Start-ups in Kenya, Nigeria, South Africa, and Egypt take the shine claiming about 73 per cent of deals that are worth over $1 million, and also, accounting for about 71 per cent of the funding from those deals.
This shows the domineering power of these countries as they continue to dominate Africa’s start-up scene—though not to the extent they did last year. In 2018, Kenya, Nigeria, and South Africa alone claimed 78 per cent of venture capital funding on the continent.
The year 2019 has also seen innovation hubs—incubators, co-working spaces, and other institutions that support entrepreneurs—multiply and mature. The Global System for Mobile Communications Association (GSMA) counts 643 African tech hubs, up more than 40 per cent from last year.

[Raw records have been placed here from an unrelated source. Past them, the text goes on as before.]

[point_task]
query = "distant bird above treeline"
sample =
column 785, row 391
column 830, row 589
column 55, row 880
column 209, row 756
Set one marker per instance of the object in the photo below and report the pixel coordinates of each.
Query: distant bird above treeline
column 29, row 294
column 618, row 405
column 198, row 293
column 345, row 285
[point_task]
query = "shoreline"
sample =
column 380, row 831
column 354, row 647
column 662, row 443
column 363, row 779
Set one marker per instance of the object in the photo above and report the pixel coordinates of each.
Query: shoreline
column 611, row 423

Besides overseas venture capital and private equity, foreign corporations and governments also invest in African start-ups. Goldman Sachs has led fundraising for two African start-ups this year: a $30 million round for Kenya’s Twiga Foods and a $10 million round for Nigeria’s Kobo360. France has pledged to invest $2.8 billion in African entrepreneurs by 2022.

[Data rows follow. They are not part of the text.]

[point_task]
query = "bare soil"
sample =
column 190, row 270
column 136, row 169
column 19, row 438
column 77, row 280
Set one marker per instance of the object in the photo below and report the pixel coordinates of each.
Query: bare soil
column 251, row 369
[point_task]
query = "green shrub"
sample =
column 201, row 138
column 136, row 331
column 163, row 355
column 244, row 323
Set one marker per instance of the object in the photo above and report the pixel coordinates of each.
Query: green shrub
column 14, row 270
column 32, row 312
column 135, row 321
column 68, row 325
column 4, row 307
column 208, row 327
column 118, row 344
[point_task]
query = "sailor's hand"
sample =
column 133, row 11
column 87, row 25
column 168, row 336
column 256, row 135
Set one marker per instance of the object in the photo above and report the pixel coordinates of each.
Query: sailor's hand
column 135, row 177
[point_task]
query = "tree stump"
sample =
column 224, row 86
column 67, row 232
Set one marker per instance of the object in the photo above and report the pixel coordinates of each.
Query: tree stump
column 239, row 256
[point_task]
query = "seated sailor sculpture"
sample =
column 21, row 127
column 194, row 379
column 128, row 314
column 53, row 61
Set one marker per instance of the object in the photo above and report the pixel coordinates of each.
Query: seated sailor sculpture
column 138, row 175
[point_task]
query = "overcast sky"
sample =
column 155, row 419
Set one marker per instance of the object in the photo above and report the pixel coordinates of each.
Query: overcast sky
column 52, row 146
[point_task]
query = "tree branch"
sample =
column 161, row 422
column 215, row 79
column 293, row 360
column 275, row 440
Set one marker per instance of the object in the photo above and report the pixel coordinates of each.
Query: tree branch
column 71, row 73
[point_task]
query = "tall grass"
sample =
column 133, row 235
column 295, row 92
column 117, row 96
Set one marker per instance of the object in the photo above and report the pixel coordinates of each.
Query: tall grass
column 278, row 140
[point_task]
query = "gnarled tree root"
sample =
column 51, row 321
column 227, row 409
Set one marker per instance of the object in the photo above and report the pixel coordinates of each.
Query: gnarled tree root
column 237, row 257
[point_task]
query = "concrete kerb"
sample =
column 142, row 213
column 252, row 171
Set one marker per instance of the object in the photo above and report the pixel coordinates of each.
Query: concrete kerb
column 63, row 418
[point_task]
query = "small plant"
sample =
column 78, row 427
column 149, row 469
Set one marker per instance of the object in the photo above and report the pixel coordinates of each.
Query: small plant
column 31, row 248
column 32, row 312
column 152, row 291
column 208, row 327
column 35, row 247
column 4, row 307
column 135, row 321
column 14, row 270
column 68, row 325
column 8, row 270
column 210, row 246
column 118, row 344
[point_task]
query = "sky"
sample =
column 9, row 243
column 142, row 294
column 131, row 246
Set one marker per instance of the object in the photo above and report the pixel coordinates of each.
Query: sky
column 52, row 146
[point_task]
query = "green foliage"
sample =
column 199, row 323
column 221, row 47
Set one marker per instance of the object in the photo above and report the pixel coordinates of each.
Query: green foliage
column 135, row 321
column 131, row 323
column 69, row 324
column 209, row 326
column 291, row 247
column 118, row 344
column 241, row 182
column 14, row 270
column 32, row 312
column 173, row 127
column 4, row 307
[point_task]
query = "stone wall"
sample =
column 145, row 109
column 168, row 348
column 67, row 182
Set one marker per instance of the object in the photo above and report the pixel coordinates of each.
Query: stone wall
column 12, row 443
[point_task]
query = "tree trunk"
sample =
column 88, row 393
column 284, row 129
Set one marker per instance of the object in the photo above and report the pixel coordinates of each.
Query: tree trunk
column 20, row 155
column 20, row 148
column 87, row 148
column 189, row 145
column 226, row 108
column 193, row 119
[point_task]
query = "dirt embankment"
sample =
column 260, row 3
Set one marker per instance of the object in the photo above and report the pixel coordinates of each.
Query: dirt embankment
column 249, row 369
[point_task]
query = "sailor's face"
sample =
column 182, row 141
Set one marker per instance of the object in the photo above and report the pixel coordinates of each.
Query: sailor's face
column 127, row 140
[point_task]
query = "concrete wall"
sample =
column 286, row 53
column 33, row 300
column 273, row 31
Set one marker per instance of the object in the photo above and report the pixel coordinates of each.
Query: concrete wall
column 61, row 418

The Dakar Angels Network, Lagos Angels Network, Benin Business Angels Network, and Africa Business Angels Network were all founded in the last decade.
Fintech’s success in raising capital reflects these platforms’ importance. While fintech continues to lead in deals in 2019, there are signs that funders are seeking more diverse investments. Just 28 per cent of funding from deals over $1 million went to fintech, and the year’s only $100 million deal went to education software start-up Andela.